Born in 1893, Walter Harper was the youngest child of Jenny Albert and the legendary Irish gold prospector Arthur Harper. His parents separated shortly after his birth, and his mother raised Walter in the Athabascan tradition, speaking her Koyukon Athabascan language. When Walter was seventeen years old, Episcopal archdeacon Hudson Stuck hired the skilled and charismatic youth as his riverboat pilot and winter trail guide. As the two traveled among Interior Alaska’s Episcopal missions, they developed a father-son-like bond and together summited Mount Denali in 1913.

Walter remained grounded in his birth culture as his Western education expanded, and he became a leader and a bridge between Alaska Native peoples and Westerners in the Alaska Territory. He planned to become a medical missionary in Interior Alaska, but his life was cut short at the age of twenty-five, in the SS Princess Sophia disaster near Skagway, Alaska, in 1918.

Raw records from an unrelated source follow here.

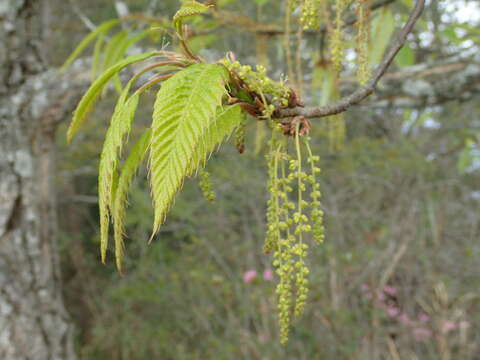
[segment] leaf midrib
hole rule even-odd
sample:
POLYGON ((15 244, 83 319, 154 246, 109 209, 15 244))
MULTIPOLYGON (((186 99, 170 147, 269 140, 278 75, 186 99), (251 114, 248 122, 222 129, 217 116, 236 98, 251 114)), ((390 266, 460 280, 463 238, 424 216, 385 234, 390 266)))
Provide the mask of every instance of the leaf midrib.
MULTIPOLYGON (((184 128, 184 125, 182 125, 184 123, 184 121, 186 121, 188 119, 188 114, 190 114, 191 112, 191 108, 192 106, 194 105, 193 104, 193 97, 197 96, 197 91, 196 89, 198 89, 199 87, 201 87, 201 80, 205 77, 205 74, 210 70, 211 68, 210 67, 205 67, 203 69, 201 69, 201 72, 200 74, 198 75, 197 79, 194 81, 194 86, 192 86, 192 91, 190 93, 190 95, 188 96, 188 102, 187 102, 187 106, 182 110, 182 113, 181 113, 181 116, 179 117, 179 125, 177 126, 177 128, 173 131, 173 141, 172 143, 170 144, 170 148, 173 148, 173 149, 176 149, 177 148, 177 143, 180 141, 180 140, 184 140, 183 138, 180 139, 178 136, 177 136, 177 133, 180 131, 180 128, 184 128)), ((172 170, 172 158, 173 156, 175 156, 175 152, 171 151, 169 154, 168 154, 168 157, 167 157, 167 173, 166 174, 171 174, 171 170, 172 170)), ((186 164, 186 167, 188 167, 188 162, 186 164)), ((167 177, 164 178, 164 180, 162 182, 164 182, 166 180, 167 177)))

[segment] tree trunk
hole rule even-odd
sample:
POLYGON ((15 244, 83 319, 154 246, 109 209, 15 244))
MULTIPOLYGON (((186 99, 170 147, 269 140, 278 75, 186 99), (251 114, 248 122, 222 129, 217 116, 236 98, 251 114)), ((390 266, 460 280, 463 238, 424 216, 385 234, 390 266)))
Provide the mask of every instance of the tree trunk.
POLYGON ((67 94, 42 57, 45 2, 0 0, 2 360, 75 359, 52 186, 54 133, 67 94))

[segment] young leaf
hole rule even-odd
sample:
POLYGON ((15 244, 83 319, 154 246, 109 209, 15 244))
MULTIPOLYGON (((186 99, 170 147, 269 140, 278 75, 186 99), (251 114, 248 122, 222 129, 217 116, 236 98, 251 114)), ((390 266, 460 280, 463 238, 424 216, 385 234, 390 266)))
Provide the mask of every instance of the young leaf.
POLYGON ((226 93, 227 70, 195 64, 165 81, 154 105, 150 172, 155 234, 226 93))
POLYGON ((105 46, 105 50, 103 51, 103 68, 102 70, 108 69, 117 61, 117 52, 121 48, 122 44, 125 43, 126 39, 128 38, 128 33, 124 30, 119 31, 116 33, 110 41, 105 46))
MULTIPOLYGON (((122 41, 119 44, 119 47, 114 54, 112 64, 115 64, 115 63, 119 62, 120 60, 122 60, 122 58, 125 56, 125 54, 127 53, 128 49, 130 49, 131 46, 133 46, 137 42, 141 41, 143 38, 145 38, 151 32, 152 32, 151 29, 143 30, 143 31, 140 31, 139 33, 131 36, 130 38, 126 39, 125 41, 122 41)), ((114 81, 114 84, 115 84, 115 87, 116 87, 117 91, 120 93, 122 91, 122 83, 120 81, 120 76, 118 74, 116 74, 113 78, 113 81, 114 81)))
POLYGON ((62 66, 62 71, 64 71, 67 67, 69 67, 73 61, 85 50, 90 43, 95 40, 95 38, 101 34, 106 34, 111 28, 118 25, 120 23, 120 19, 113 19, 104 22, 103 24, 99 25, 95 30, 93 30, 90 34, 88 34, 78 46, 73 50, 72 54, 68 57, 65 63, 62 66))
POLYGON ((110 126, 107 130, 107 135, 105 136, 102 154, 100 155, 98 205, 100 212, 100 253, 102 262, 105 262, 107 254, 108 228, 110 224, 110 214, 113 209, 112 194, 115 192, 112 191, 112 184, 114 183, 113 180, 117 171, 118 158, 120 157, 123 141, 130 132, 138 106, 139 95, 134 95, 127 100, 132 81, 128 83, 117 101, 110 126))
POLYGON ((128 49, 130 49, 130 47, 132 47, 139 41, 143 40, 145 37, 150 35, 153 31, 154 30, 152 29, 140 31, 137 34, 129 37, 127 41, 124 41, 115 54, 115 63, 120 61, 125 56, 125 54, 127 53, 128 49))
POLYGON ((240 105, 232 105, 217 110, 216 117, 212 118, 205 134, 199 139, 192 161, 188 168, 188 175, 193 173, 199 166, 205 164, 208 155, 223 139, 233 133, 233 130, 242 122, 245 114, 240 105))
POLYGON ((178 34, 182 34, 182 22, 183 20, 192 15, 198 15, 207 12, 210 6, 201 4, 196 1, 188 1, 182 5, 173 16, 173 26, 177 30, 178 34))
POLYGON ((95 41, 95 47, 93 48, 93 58, 92 58, 92 81, 97 77, 97 73, 100 69, 100 61, 103 57, 103 44, 105 43, 105 35, 100 34, 95 41))
POLYGON ((85 120, 87 114, 95 105, 95 102, 100 96, 102 89, 110 81, 110 79, 123 68, 131 64, 146 60, 155 55, 157 55, 157 52, 151 51, 145 54, 136 54, 129 56, 107 69, 97 80, 95 80, 90 86, 90 88, 87 90, 87 92, 83 95, 82 99, 78 103, 77 108, 73 113, 73 119, 67 131, 68 142, 72 140, 73 136, 76 134, 83 121, 85 120))
POLYGON ((128 155, 125 165, 118 179, 117 191, 113 202, 113 230, 115 238, 115 260, 117 269, 122 271, 123 260, 123 221, 125 218, 125 207, 127 204, 127 194, 132 183, 133 176, 138 167, 143 162, 148 147, 150 146, 151 130, 148 129, 133 146, 128 155))

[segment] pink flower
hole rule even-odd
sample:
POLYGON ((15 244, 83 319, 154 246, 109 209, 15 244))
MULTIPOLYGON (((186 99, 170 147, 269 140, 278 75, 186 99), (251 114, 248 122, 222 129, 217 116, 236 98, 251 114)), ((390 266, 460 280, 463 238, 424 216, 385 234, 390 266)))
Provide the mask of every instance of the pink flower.
POLYGON ((400 309, 396 306, 389 306, 387 308, 387 314, 390 317, 395 317, 400 313, 400 309))
POLYGON ((432 337, 432 330, 426 328, 415 328, 413 329, 413 336, 417 341, 428 340, 432 337))
POLYGON ((273 272, 270 269, 267 269, 263 272, 263 280, 270 281, 273 279, 273 272))
POLYGON ((455 330, 456 328, 457 328, 457 323, 455 323, 453 321, 446 320, 442 324, 441 331, 442 331, 442 333, 447 334, 450 331, 455 330))
POLYGON ((390 285, 385 285, 383 287, 383 292, 385 294, 388 294, 390 296, 395 296, 397 295, 397 289, 395 289, 393 286, 390 286, 390 285))
POLYGON ((251 283, 257 277, 256 270, 248 270, 243 273, 243 282, 251 283))
POLYGON ((430 316, 425 313, 421 313, 420 315, 418 315, 418 320, 420 320, 420 322, 427 322, 428 320, 430 320, 430 316))

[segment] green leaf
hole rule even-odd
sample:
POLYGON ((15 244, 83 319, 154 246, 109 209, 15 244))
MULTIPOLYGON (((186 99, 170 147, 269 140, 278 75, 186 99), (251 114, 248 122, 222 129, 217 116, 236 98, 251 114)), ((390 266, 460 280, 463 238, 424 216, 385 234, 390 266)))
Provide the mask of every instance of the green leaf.
POLYGON ((112 190, 114 177, 118 167, 124 138, 128 136, 131 124, 135 117, 139 95, 128 98, 131 80, 120 95, 110 126, 103 143, 102 154, 98 171, 98 205, 100 212, 100 253, 102 262, 105 262, 108 247, 108 228, 113 200, 112 190), (127 100, 128 99, 128 100, 127 100))
POLYGON ((100 34, 95 42, 95 47, 93 49, 93 59, 92 59, 92 81, 97 77, 97 73, 100 69, 100 61, 103 56, 103 44, 105 43, 105 35, 100 34))
POLYGON ((220 145, 226 136, 231 135, 244 118, 245 113, 239 105, 218 108, 216 116, 212 118, 204 136, 195 147, 187 174, 191 175, 198 167, 204 166, 215 147, 220 145))
POLYGON ((153 234, 192 164, 202 159, 199 146, 222 104, 227 77, 227 70, 220 65, 195 64, 165 81, 157 94, 149 164, 155 209, 153 234))
POLYGON ((133 146, 132 151, 125 161, 122 172, 118 179, 117 191, 113 203, 113 229, 115 239, 115 260, 118 271, 122 271, 122 260, 124 254, 123 232, 125 207, 127 205, 127 194, 133 177, 142 164, 148 147, 150 146, 151 130, 148 129, 133 146))
POLYGON ((95 30, 93 30, 90 34, 88 34, 80 42, 80 44, 78 44, 75 50, 73 50, 72 54, 68 57, 68 59, 63 64, 61 71, 64 71, 67 67, 69 67, 78 57, 78 55, 80 55, 82 51, 85 50, 88 47, 88 45, 90 45, 90 43, 93 40, 95 40, 97 36, 99 36, 100 34, 106 34, 111 28, 118 25, 120 22, 121 22, 120 19, 109 20, 99 25, 95 30))
POLYGON ((415 63, 415 55, 410 45, 405 44, 395 56, 395 63, 398 66, 412 66, 415 63))
POLYGON ((77 108, 73 113, 73 119, 67 131, 68 142, 72 140, 73 136, 79 130, 88 113, 92 110, 93 106, 98 100, 102 89, 110 81, 110 79, 123 68, 131 64, 146 60, 155 55, 157 55, 157 52, 151 51, 145 54, 136 54, 129 56, 107 69, 97 80, 95 80, 90 86, 90 88, 87 90, 87 92, 83 95, 82 99, 78 103, 77 108))
POLYGON ((392 11, 389 8, 382 9, 373 21, 373 36, 368 54, 368 63, 371 66, 376 66, 382 61, 394 30, 395 18, 392 11))
MULTIPOLYGON (((153 30, 151 30, 151 29, 140 31, 139 33, 131 36, 130 38, 128 38, 125 41, 123 41, 122 43, 120 43, 119 48, 115 52, 114 60, 113 60, 112 64, 115 64, 115 63, 121 61, 122 58, 127 53, 128 49, 130 49, 133 45, 135 45, 136 43, 138 43, 139 41, 144 39, 152 31, 153 30)), ((114 81, 115 87, 117 88, 117 91, 121 92, 122 91, 122 83, 120 81, 120 76, 118 74, 114 76, 113 81, 114 81)))
POLYGON ((103 71, 117 62, 117 52, 127 38, 128 33, 122 30, 116 33, 107 43, 103 52, 103 71))
POLYGON ((210 7, 209 5, 204 5, 196 1, 188 1, 182 4, 180 10, 173 16, 173 26, 177 30, 177 33, 180 36, 182 35, 182 23, 186 17, 203 14, 207 12, 210 7))

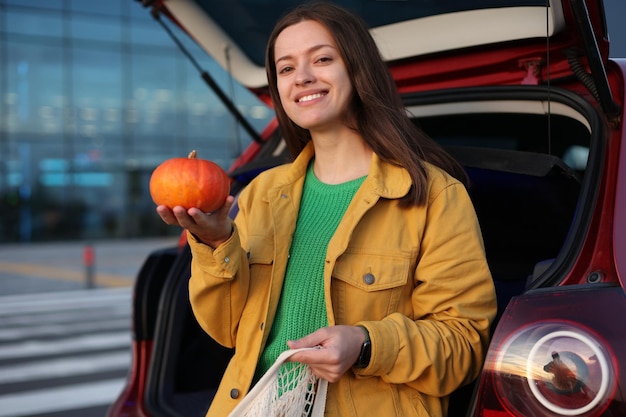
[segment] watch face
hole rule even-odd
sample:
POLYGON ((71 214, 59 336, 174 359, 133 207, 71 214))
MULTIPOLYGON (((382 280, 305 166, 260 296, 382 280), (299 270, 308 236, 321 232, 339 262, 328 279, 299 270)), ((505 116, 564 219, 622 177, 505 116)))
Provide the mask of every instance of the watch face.
POLYGON ((366 340, 361 346, 361 353, 356 363, 357 368, 366 368, 370 364, 370 357, 372 356, 372 342, 366 340))

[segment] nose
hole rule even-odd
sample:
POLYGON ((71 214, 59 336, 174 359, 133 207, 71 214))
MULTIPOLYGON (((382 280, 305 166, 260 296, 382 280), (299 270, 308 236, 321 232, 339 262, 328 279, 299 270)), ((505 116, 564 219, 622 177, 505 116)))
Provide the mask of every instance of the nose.
POLYGON ((308 85, 315 80, 308 65, 299 65, 296 71, 296 85, 308 85))

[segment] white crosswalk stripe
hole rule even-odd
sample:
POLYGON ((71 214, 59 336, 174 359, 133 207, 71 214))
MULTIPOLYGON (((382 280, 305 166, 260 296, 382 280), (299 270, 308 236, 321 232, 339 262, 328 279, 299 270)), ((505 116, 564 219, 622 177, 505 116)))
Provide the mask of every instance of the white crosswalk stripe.
POLYGON ((130 366, 131 297, 128 288, 0 296, 0 417, 110 405, 130 366))
POLYGON ((5 398, 0 397, 0 417, 27 417, 33 414, 108 404, 111 402, 111 394, 119 392, 119 389, 120 380, 113 379, 21 392, 5 398))

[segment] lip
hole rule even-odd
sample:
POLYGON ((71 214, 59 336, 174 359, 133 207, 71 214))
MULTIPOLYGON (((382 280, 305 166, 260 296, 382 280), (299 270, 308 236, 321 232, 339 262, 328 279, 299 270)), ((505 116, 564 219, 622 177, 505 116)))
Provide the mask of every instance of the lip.
POLYGON ((298 104, 306 104, 312 101, 319 100, 322 97, 325 97, 328 94, 328 90, 315 90, 315 91, 306 91, 298 94, 295 97, 295 102, 298 104))

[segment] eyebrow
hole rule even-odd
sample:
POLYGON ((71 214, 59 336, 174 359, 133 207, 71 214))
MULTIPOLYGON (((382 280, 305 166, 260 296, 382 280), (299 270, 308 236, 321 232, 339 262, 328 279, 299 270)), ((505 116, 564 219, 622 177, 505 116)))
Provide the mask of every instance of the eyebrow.
MULTIPOLYGON (((330 44, 327 44, 327 43, 322 43, 322 44, 319 44, 319 45, 313 45, 312 47, 310 47, 309 49, 306 50, 306 53, 310 54, 311 52, 318 51, 318 50, 320 50, 322 48, 325 48, 325 47, 332 48, 332 49, 335 49, 335 50, 337 49, 333 45, 330 45, 330 44)), ((288 60, 288 59, 291 59, 291 58, 292 58, 291 55, 283 55, 283 56, 281 56, 280 58, 277 58, 274 61, 274 65, 278 65, 278 63, 280 61, 285 61, 285 60, 288 60)))

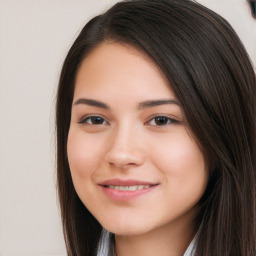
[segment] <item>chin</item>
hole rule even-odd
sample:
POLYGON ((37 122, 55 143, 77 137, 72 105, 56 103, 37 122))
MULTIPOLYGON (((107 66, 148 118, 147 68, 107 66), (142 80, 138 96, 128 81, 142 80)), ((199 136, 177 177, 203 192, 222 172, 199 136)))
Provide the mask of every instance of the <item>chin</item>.
POLYGON ((112 223, 112 225, 104 225, 103 223, 102 226, 107 231, 119 236, 137 236, 150 231, 150 228, 148 226, 146 228, 146 225, 138 226, 135 223, 119 223, 118 221, 114 224, 112 223))

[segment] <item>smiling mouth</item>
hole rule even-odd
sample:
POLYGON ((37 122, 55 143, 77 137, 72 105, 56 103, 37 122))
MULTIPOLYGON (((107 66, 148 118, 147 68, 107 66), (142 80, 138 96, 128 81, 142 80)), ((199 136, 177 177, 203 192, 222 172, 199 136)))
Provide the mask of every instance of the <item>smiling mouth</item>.
POLYGON ((150 188, 152 185, 134 185, 134 186, 113 186, 113 185, 104 185, 105 188, 111 188, 120 191, 136 191, 150 188))
POLYGON ((159 184, 149 184, 143 181, 122 181, 118 179, 108 180, 100 184, 105 195, 115 201, 130 201, 136 199, 155 190, 158 185, 159 184))
POLYGON ((105 195, 115 201, 130 201, 142 195, 150 194, 159 183, 137 179, 107 179, 98 184, 105 195))

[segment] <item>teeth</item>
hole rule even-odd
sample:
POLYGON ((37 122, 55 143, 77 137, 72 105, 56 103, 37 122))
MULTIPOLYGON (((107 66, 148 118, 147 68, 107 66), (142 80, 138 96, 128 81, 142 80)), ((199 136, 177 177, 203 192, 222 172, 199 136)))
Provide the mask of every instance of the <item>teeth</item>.
POLYGON ((136 186, 112 186, 109 185, 109 188, 115 189, 115 190, 121 190, 121 191, 135 191, 135 190, 141 190, 149 188, 150 185, 136 185, 136 186))

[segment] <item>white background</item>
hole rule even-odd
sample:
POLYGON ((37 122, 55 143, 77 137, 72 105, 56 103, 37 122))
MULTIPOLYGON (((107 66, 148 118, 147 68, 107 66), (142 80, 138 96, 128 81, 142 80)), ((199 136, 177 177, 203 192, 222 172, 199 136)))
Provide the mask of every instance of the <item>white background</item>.
MULTIPOLYGON (((115 0, 0 0, 0 256, 65 254, 56 198, 54 105, 80 29, 115 0)), ((256 63, 243 0, 200 0, 225 16, 256 63)))

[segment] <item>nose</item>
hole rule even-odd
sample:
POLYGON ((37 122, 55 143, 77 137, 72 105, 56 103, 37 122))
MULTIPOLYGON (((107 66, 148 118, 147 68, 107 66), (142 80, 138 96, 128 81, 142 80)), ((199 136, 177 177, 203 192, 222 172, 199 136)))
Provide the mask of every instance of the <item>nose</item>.
POLYGON ((129 129, 116 131, 112 134, 105 160, 119 169, 140 166, 145 162, 146 154, 142 139, 129 129))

Harper exemplified resilience in an era when rapid socioeconomic and cultural change were wreaking havoc in Alaska Native villages. Walter Harper, Alaska Native Son illuminates the life of the remarkable Irish Athabascan man who was the first person to summit Mount Denali.
 
Mary F. Ehrlander is a professor emeritus of history and Arctic and Northern studies at the University of Alaska Fairbanks. She won the 2018 Alaska Historical Society James H. Drucker Alaska Historian of the Year Award. Ehrlander is the coauthor of Hospital and Haven: The Life and Work of Grafton and Clara Burke in Northern Alaska (Nebraska, 2023) and author of Equal Educational Opportunity: Brown’s Elusive Mandate.